A low cost endowment, also called a ‘mortgage endowment’, is designed to pay either a lump sum on the date its set to mature or on the death of the policyholder. If it’s a joint policy, the sum pays out if one policyholder dies. Once a payment is made the policy comes to an end.
It is intended to help repay interest-only mortgage loans, where you only repay the interest to the mortgage lender. The lump sum will repay part or all of your outstanding loan when you reach the end of your mortgage period, or earlier if the holder/one of the holders dies during the term.
The endowment is made up of two elements — life cover (or guaranteed minimum death benefit) and a savings investment or ‘endowment’.

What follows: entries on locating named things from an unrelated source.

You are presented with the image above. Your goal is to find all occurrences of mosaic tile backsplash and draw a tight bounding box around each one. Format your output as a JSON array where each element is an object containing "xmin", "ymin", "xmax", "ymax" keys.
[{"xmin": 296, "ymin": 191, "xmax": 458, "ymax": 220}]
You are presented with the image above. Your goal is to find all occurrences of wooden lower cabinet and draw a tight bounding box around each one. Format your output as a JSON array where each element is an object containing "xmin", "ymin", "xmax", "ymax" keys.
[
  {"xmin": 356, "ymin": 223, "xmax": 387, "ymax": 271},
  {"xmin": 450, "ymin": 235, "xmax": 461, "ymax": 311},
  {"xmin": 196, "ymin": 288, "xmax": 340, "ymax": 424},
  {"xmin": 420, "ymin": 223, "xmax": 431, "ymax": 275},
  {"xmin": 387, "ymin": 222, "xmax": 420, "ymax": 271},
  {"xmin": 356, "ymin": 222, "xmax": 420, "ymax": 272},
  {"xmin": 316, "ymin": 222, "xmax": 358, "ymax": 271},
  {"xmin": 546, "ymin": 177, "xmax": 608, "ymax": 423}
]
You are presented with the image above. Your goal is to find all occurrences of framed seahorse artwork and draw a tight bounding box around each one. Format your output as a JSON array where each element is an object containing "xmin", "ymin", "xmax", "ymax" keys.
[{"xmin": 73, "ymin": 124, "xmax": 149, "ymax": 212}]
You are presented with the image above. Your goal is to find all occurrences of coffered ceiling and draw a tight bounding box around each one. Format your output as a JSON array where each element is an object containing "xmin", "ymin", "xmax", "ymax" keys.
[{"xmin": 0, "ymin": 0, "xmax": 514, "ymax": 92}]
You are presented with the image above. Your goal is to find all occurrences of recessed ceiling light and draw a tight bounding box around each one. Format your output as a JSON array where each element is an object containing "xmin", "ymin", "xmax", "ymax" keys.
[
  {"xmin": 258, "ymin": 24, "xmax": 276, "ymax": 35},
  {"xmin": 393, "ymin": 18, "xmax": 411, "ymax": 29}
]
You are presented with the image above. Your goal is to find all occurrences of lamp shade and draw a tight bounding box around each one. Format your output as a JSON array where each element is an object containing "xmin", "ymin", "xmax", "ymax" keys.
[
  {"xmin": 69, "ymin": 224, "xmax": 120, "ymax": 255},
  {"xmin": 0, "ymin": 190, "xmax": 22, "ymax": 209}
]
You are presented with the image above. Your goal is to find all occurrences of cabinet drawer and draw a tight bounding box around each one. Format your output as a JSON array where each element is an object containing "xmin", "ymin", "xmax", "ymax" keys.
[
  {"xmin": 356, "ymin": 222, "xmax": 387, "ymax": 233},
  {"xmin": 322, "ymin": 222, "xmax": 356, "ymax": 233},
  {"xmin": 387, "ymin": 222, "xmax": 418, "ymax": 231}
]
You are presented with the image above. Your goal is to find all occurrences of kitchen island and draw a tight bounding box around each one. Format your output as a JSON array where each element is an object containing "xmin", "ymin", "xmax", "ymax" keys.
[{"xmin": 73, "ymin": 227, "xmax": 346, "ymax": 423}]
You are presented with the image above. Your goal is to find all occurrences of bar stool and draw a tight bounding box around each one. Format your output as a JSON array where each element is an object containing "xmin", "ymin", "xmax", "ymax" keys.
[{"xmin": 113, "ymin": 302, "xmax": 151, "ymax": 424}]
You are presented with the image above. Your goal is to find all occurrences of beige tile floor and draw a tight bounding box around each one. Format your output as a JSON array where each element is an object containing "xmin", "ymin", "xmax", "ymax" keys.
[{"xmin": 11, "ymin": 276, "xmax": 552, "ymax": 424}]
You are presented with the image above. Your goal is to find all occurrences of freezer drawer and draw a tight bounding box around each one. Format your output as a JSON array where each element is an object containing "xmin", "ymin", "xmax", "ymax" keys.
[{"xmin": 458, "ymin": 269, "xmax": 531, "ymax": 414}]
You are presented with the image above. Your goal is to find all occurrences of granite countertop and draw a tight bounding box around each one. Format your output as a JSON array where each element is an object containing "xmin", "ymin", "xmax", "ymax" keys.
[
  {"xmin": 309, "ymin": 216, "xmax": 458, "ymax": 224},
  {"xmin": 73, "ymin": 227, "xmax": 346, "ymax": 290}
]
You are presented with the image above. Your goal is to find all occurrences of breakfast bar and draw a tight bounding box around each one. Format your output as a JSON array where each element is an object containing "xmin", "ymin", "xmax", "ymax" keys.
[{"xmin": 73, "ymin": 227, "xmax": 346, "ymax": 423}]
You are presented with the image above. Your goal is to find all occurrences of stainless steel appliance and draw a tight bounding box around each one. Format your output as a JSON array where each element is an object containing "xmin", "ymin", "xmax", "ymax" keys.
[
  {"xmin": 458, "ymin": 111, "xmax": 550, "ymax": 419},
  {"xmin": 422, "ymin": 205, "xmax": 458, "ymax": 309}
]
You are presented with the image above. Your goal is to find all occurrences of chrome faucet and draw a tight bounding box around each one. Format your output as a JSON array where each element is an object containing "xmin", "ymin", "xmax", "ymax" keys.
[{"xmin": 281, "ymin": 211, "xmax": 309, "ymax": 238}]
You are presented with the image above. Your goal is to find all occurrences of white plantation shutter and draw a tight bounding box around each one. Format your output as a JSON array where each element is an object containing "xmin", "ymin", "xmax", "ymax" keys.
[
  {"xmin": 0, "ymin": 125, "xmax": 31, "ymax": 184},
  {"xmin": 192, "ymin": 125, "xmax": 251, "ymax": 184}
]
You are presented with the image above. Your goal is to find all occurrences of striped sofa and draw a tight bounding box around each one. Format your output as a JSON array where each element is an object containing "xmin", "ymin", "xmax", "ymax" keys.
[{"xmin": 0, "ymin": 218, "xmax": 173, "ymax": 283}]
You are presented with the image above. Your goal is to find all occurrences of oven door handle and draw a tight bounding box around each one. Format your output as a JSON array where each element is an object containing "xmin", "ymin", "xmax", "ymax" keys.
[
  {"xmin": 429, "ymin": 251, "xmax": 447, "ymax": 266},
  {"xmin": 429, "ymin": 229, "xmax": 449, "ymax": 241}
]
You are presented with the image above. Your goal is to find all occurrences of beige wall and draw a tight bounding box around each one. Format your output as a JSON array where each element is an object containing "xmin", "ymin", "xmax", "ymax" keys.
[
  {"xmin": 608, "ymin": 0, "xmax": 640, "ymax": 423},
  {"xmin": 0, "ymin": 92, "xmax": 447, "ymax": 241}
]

With a with-profits low cost endowment, the life cover element stays level but the sum assured under the endowment element can increase by additional annual bonuses which could be added during the policy term. The sum assured is the amount we promise to pay, so long as you pay all the premiums due for the term of your policy.
When it matures, the policy pays out the endowment sum assured and any annual and final bonuses that may have been added the term of the policy.
Good investment returns from how it has performed could result in the policy covering the outstanding mortgage amount, sometimes even with money left over. If investment returns aren’t high enough you could face a shortfall when paying off your loan.
Unfortunately in recent years bonuses on policies have been lower . Even with a final (terminal) bonus, the maturity value is often less than the target maturity value when the policy was taken out.
This is mainly due to lower levels of investment returns compared with the past when the UK had much higher levels of inflation and interest rates. This has led to shortfalls against many target maturity values. For the same reasons, most life companies are predicting shortfalls on these types of policy, maturing now or in the future. While investment returns have reduced a lot, we have also moved the funds that these policies are invested in to assets with lower investment risk.
The same factors that caused the shortfalls are also partly responsible for increases in domestic property values over the term of the policy. So while there’s a risk that the maturity value of your policy will be less than the target maturity value, the shortfall is likely to be lower than the increase in value of the property. This additional value could be used to help deal with the mortgage shortfall.
A low cost endowment offers lower monthly premiums than a full endowment because the amount you’ll receive isn’t guaranteed in the same way. A full endowment guarantees to pay the target value when the policy matures. A low cost endowment doesn’t.
There are two types of full endowment policy – non-profit and with-profits. A non-profit endowment guarantees the sum assured only. A with-profits endowment guarantees to pay the sum assured plus annual and final bonuses. As we explained earlier the sum assured is the amount we promise to pay, so long as you pay all the premiums due for the term of your policy.